Living standards will be a by-product of the revolution itself, of
development, of all that. I must speak with absolute sincerity. I believe
that if we have been able to allow ourselves the luxury of many of these
blunders, and at the same time we have been able to enjoy defense,
education, health, development, real standards of living, it is in large
part due not to our work but to what we have received from
internationalism. When there is a fair exchange -- which is what we have
been seeking for all Third World countries -- when we get 20 odd cents for
a pound of sugar when prices are 7 or 8, do you truly believe that this
country is in a position to afford the luxury to consume 10 million tons of
fuel? If someone were to buy all the sugar on the world market -- and I am
not talking of now that prices are down, but over a 10-year period -- all
the sugar that the country exports would not be sufficient to buy the fuel
that the country consumes. Thanks to that we have been able to have
resources. We have allowed ourselves the luxury of being wasteful ad
infinitum. If we have been able to do it, it is really because of the way
we conduct our exchanges. That is the truth. We could engage in very harsh
self-criticism. All the things we have done wrong, incorrectly. All these
vices, all these tendencies. We, our revolution have allowed ourselves the
luxury. Yes, because this was not the Bolshevik Revolution. The Bolshevik
Revolution has no one to help. They had to go barefoot, export wheat, furs,
hides, everything. No, our revolution is nothing like the sacrifices the
Bolshevik Revolution had to endure. I feel that our revolution is special
in positive ways.

In many ways. It has certain historical merits. But we have not
experienced...[changes thought] the people under capitalism have forgotten.

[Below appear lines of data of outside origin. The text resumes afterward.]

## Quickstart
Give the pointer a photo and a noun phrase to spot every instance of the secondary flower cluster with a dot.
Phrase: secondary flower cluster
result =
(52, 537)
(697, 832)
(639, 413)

If the revolution had had to start out toward development without outside
assistance, without credit, without the prices our products have, we would
not have been able to manage. Well, we have to educate people and they
cannot be educated by appealing every day to the material rewards of the
standard of living. Otherwise, you would not have internationalists,
teachers going to Nicaragua for 2 years; those people would be thinking
only of money. You would not have tens of thousands of men abroad
fulfilling military and civilian missions. A man who thought only of the
standard of living would be incapable of solidarity, internationalism.

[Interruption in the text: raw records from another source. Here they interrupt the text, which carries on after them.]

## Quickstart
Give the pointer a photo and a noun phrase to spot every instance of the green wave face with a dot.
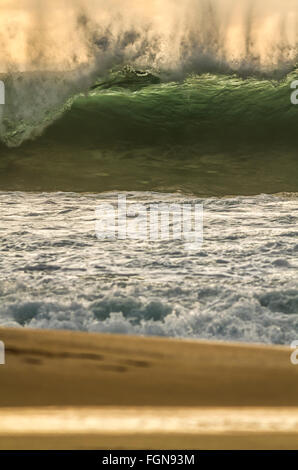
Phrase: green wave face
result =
(211, 134)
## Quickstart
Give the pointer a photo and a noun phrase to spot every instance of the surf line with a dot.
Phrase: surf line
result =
(294, 94)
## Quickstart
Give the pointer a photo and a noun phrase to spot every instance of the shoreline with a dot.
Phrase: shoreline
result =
(60, 389)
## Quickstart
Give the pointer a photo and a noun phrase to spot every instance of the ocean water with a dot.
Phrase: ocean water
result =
(240, 285)
(162, 101)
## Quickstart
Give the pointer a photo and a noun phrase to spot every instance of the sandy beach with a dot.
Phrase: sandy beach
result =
(68, 390)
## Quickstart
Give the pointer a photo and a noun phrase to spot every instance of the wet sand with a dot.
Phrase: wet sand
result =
(68, 390)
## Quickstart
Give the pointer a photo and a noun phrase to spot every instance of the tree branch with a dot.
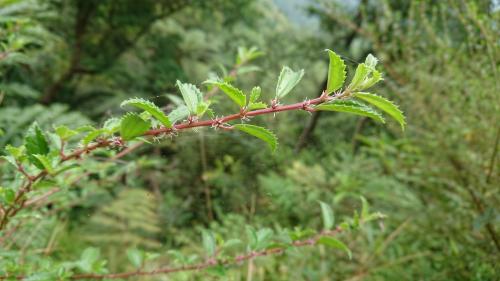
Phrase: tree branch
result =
(20, 200)
(211, 262)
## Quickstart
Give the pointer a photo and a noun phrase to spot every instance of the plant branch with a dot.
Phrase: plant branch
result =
(20, 200)
(211, 262)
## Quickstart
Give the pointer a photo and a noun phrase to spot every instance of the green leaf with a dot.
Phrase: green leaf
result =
(92, 135)
(287, 81)
(366, 75)
(232, 92)
(179, 113)
(257, 105)
(36, 143)
(7, 194)
(336, 72)
(208, 242)
(47, 164)
(64, 132)
(191, 95)
(149, 107)
(16, 152)
(334, 243)
(259, 132)
(112, 125)
(372, 80)
(362, 72)
(132, 126)
(10, 159)
(255, 94)
(136, 257)
(327, 214)
(385, 105)
(352, 107)
(202, 108)
(371, 61)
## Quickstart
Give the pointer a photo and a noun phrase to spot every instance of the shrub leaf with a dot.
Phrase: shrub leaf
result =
(385, 105)
(149, 107)
(336, 72)
(352, 107)
(287, 81)
(334, 243)
(132, 126)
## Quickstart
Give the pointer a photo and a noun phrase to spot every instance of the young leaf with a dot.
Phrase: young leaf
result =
(202, 108)
(334, 243)
(385, 105)
(136, 257)
(255, 94)
(336, 72)
(36, 143)
(287, 81)
(179, 113)
(132, 126)
(92, 135)
(191, 95)
(256, 105)
(47, 164)
(259, 132)
(327, 214)
(8, 195)
(362, 72)
(232, 92)
(352, 107)
(149, 107)
(208, 242)
(16, 152)
(371, 61)
(112, 125)
(371, 80)
(64, 132)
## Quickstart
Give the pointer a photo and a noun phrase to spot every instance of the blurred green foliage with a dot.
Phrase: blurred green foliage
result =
(72, 62)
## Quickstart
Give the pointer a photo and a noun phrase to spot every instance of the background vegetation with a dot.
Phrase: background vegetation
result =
(72, 62)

Hence the role of the party -- and what is the role of the party after all?
How is it going to deal with this problem? How is it going to wage the
struggle? This is very important. We could say that like the mass
organization, the party has lived in great part for itself. To organize
[words indistinct] large party, a party with a lot of members who are a
force. I feel that the party has to tackle this reality; as it is doing
now. Who else is going to take over the job if not the party? Who can wage
this battle and who can win this battle if not the party? Of course, this
means the party with the masses. That is why I have been glad to see the
number of times that reference has been made here to discussions with
workers, meetings with workers, discussions with workers [as heard], and,
what the comrade here said, the fact that they even went to the ships to
meet with fishermen out to sea to discuss the problems. After all, the
party has to work with the masses, the mass organizations, the youth. What
emerges from all this, all that has been discussed here, is the fact that
the party is truly engaged in the struggle. It is growing aware of the
difficulties. You have said that there has been an answer to this, to that.